Interactive features are said to be stronger with Chromebooks. According to Turning Technologies, both creating and collaborating are more feasible on the Chromebook. Many tools for such actions are part of the Google suite of services, such as Google Classroom. Certainly it can be accessed from a laptop, but not with the same flowing ease.
Whatis, a website that describes the features of technology indicated that the Chromebook is a Google product, that is essentially a thin laptop with Chrome OS as its operating system. It mentions that the device is considered a browser-in-a-box because it is the sole software app that Chrome OS can run locally. Laptops (other than Chromebooks) do not have this configuration. As the website indicates, another nickname for Chromebooks is “cloudbooks,” due to the fact that Google’s virtual servers are where videos, images, documents and the owner’s other applications are stored. With a regular laptop, the owner/user has to store things on the cloud by creating or accessing a cloud-based account – in other words it is not automatic.

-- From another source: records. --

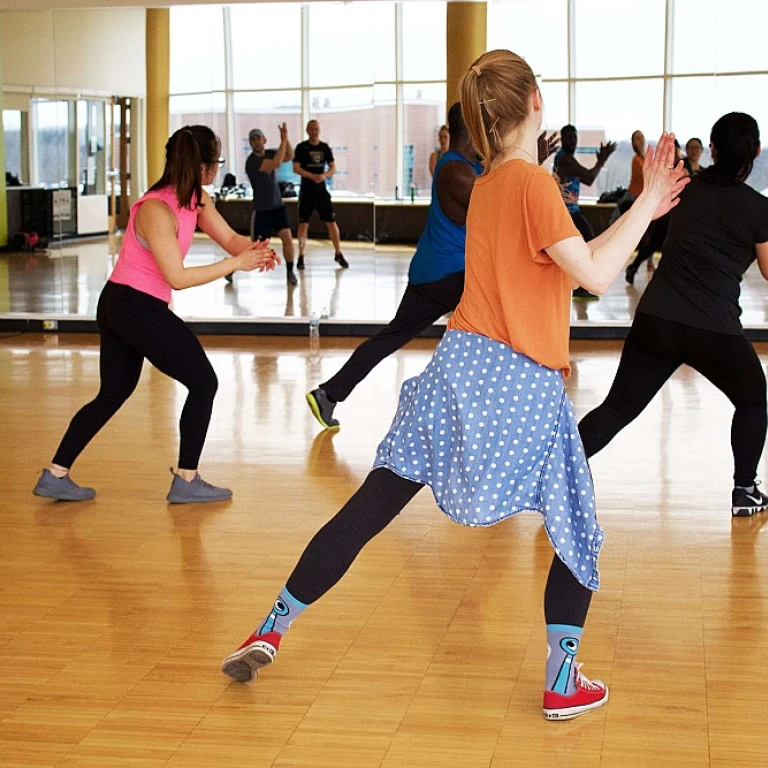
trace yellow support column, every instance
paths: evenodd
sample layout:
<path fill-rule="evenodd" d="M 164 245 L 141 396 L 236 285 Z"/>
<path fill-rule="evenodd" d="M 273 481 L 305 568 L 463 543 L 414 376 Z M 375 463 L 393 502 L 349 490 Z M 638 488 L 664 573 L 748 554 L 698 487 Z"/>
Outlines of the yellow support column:
<path fill-rule="evenodd" d="M 0 51 L 0 118 L 3 114 L 3 61 Z M 8 196 L 5 192 L 5 133 L 0 119 L 0 248 L 8 245 Z"/>
<path fill-rule="evenodd" d="M 446 105 L 458 101 L 458 86 L 472 62 L 485 53 L 487 13 L 485 3 L 453 3 L 446 19 Z"/>
<path fill-rule="evenodd" d="M 154 184 L 165 168 L 170 89 L 170 12 L 147 9 L 147 180 Z"/>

Not having data stored on the Chromebook means that if the owner/user loses their device, the information remains secured because they are associated with the user’s Google account. Not so with regular laptops.
Quip.com and similar online tools that have some capabilities of Google Classroom are accessible on either device, but they are not classroom specific and have broader applications for the corporate world than for the classroom. This means the educator has to tweak the tools to make them work optimally on their device.

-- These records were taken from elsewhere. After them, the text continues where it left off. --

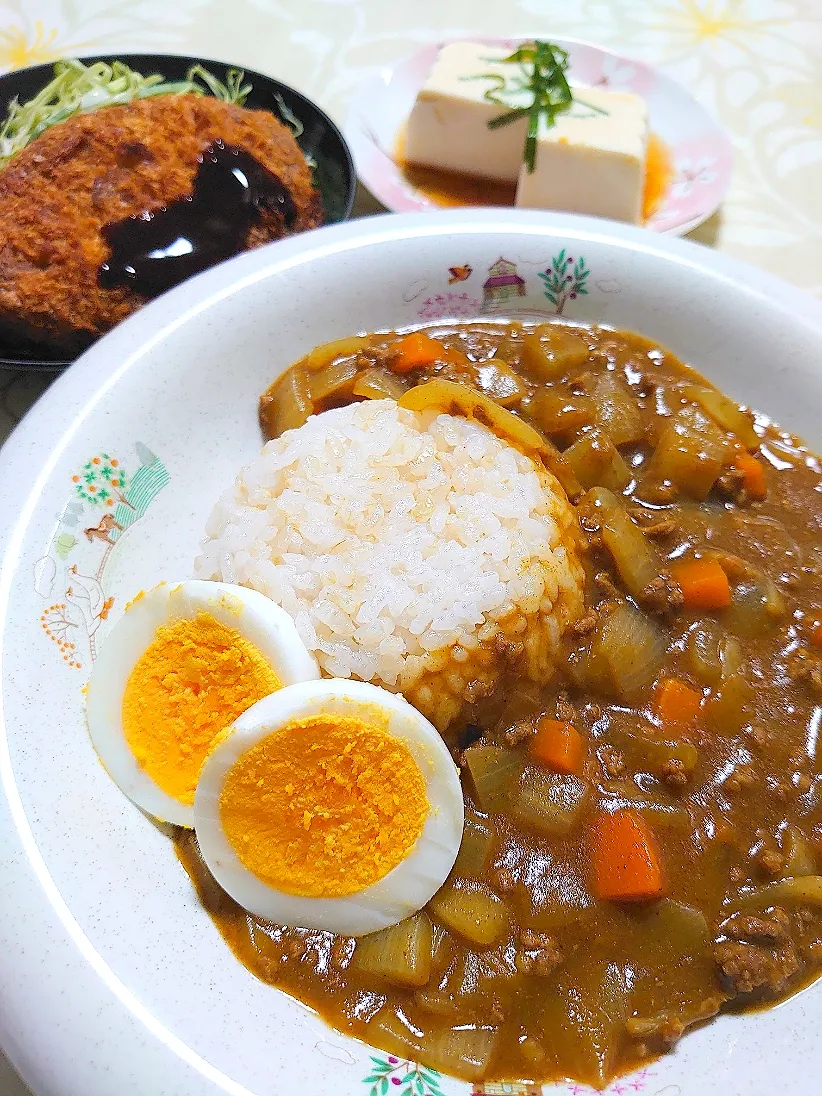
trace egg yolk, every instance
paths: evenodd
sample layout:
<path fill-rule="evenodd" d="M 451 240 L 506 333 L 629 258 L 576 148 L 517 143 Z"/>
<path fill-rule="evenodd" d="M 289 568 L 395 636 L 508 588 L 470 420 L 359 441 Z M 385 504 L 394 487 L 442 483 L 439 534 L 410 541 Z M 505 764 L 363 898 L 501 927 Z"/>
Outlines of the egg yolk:
<path fill-rule="evenodd" d="M 220 821 L 246 868 L 285 894 L 341 898 L 409 854 L 428 815 L 404 742 L 348 716 L 293 720 L 229 770 Z"/>
<path fill-rule="evenodd" d="M 253 643 L 201 612 L 158 628 L 137 660 L 123 733 L 154 783 L 190 805 L 217 735 L 281 685 Z"/>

There’s also a brighter screen on Chromebooks, as well as instant resume from sleep mode, fast boot time (because it goes directly to the browser) and one high speed USB port. The classroom teacher and student is always time conscious. Because of this, the quick work of the Chromebook can mean more productivity in the classroom. Those minutes add up. This may be especially true for the higher grades where students have to switch classes.
On Wiki Ezvid, they write about the top 10 laptops for classrooms. Chromebooks show up as number 10 and number 9, the highest two ranks. One is the Acer Chromebook 15 and the other is the Toshiba Chromebook 2.
According to their government website, the state of main reached an agreement with Apple computers to provide laptops to all students in middle and high school in 2000. They refer to this arrangement as the Main Learning Technology Initiative (MLTI). With such an agreement, they wanted integrated learning results and teacher education and preparation to be 2 of the 5 goals. According to the website, it began with a surplus being provided to schools one time, and then expanded from there when the governor realized that education was needed to take some giant steps in order to better prepare students by providing them with laptops. The site also reports four successful years, and renewal of the contract up to 2013, when the initiative ended. Hewlett Packard won the contract after that. These were all regular laptops (Apple and Hewlett Packard), not Chromebooks, so this is proof positive that some are finding the regular laptop to be an outlier performer for schoolroom applications, even though they are not Chromebooks.